In the early 2000s Maynard represented NIOSH on the National Nanotechnology Initiative (NNI) - a US interagency initiative established to advance nanotechnology research and support the responsible development and use of the technology—and between 2004-2005 he served as co-chair of the NNI Nanotechnology Environmental and Health Impacts interagency working group.

In 2005 Maynard became Chief Science Advisor for the Project on Emerging Nanotechnologies at the Woodrow Wilson International Center for Scholars, and in his time in this role, helped inform national and global initiatives addressing the responsible development of nanotechnology.

In 2010, he moved to the University of Michigan as the Charles and Rita Gelman Professor of Risk Science in the School of Public Health. Between 2012-2014 he was Chair of the department of Environmental Health Sciences at the University of Michigan.

In 2015, Maynard joined the faculty of the School for the Future of Innovation in Society (SFIS) at Arizona State University, where he is chair of the Master of Science and Technology program, and Director of the Risk innovation Lab.

Maynard has published over 150 scholarly papers, book chapters and books. His scholarly work spans physics and nanotechnology, to toxicology, risk perception, governance, and policy. Many of Maynard's publications address the potential risks and the responsible use of nanotechnology.

Maynard's later academic publications have focused on the responsible development of emerging technologies more broadly. Between 2014-2016 he published a regular column in the journal Nature that explored the broader societal challenges and opportunities of nanotechnology, and emerging technologies.

=== Congressional testimony ===
In September 2006, Maynard testified before the US House of Representatives Committee on Science on Research on Environmental and Safety Impacts of Nanotechnology. This was followed by invited testimony to the US House of Representatives Committee on Science and Technology, Subcommittee on Research and Science Education in October 2007, and again in 2008.

=== Service and leadership ===
Maynard has been involved with the World Economic Forum since 2008, through the Forum's Global Agenda Councils and Global Future Councils, and the Forum's Technology Pioneers. Between 2010-2011 he chaired the Forum Global Agenda Council on Emerging Technologies, and between 2014-2016 he was co-chair of the Global Agenda Council on Nanotechnology. He is currently a member of the Forum's Global Future Council on Agile Governance.

Maynard became a member of the Board of Trustees of the International Life Sciences Institute North America in 2012. He has served on the President's Research Council of the Canadian Institute for Advanced Research (CIFAR) since 2017.

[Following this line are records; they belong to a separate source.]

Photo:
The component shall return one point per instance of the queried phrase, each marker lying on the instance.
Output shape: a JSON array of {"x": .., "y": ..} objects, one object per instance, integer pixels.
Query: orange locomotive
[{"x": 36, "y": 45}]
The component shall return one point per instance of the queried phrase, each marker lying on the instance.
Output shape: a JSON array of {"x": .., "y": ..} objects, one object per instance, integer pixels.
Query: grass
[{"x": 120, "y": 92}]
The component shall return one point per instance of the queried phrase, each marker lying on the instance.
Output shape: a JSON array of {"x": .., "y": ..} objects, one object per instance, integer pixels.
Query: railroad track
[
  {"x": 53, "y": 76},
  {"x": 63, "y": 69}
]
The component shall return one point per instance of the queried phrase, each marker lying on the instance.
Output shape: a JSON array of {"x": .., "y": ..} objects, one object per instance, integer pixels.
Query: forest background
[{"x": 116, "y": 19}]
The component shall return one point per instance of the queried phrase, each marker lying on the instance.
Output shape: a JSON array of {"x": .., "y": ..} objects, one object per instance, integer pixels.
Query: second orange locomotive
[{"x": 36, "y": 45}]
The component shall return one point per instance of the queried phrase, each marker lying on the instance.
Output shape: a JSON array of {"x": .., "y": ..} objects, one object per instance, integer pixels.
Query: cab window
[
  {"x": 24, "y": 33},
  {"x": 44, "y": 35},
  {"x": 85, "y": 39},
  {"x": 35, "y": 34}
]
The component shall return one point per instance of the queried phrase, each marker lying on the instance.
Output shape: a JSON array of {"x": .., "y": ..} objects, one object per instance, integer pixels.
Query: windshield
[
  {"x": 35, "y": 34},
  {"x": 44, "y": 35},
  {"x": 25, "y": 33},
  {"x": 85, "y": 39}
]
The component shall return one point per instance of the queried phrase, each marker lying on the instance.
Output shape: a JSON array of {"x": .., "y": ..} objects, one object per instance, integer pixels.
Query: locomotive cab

Maynard has also served on three National Academies of Science (NAS) committees. These have reviewed nanotechnology environment, health and safety research funded by the US government, a strategy for nanotechnology safety research, and the science of science communication. He contributed to a NAS review and assessment of planetary protection policy development processes, and was a reviewer for the 2017 NAS report on human genome editing.

=== Public engagement ===
Maynard writes regularly for the news platform The Conversation about technology and society. Huffington Post, the Australian Broadcasting Company, Salon, Phys.org, Slate, Popular Science, the Daily Mail, the San Francisco Chronicle, Scientific American, Marketwatch, the Houston Chronicle, and IFL Science have published articles by him. As of 2021 YouTube channel RiskBites, has over 20,000 subscribers.

In 2007, Maynard started the blog 2020 Science; a blog that focuses on emerging technologies, and their relationship with society.

Maynard's first popular science and technology book, Films from the Future: The Technology and Morality of Sci-Fi Movies, was to be published by Mango Press in fall 2018.

He cohosts the podcast Mission: Interplanetary.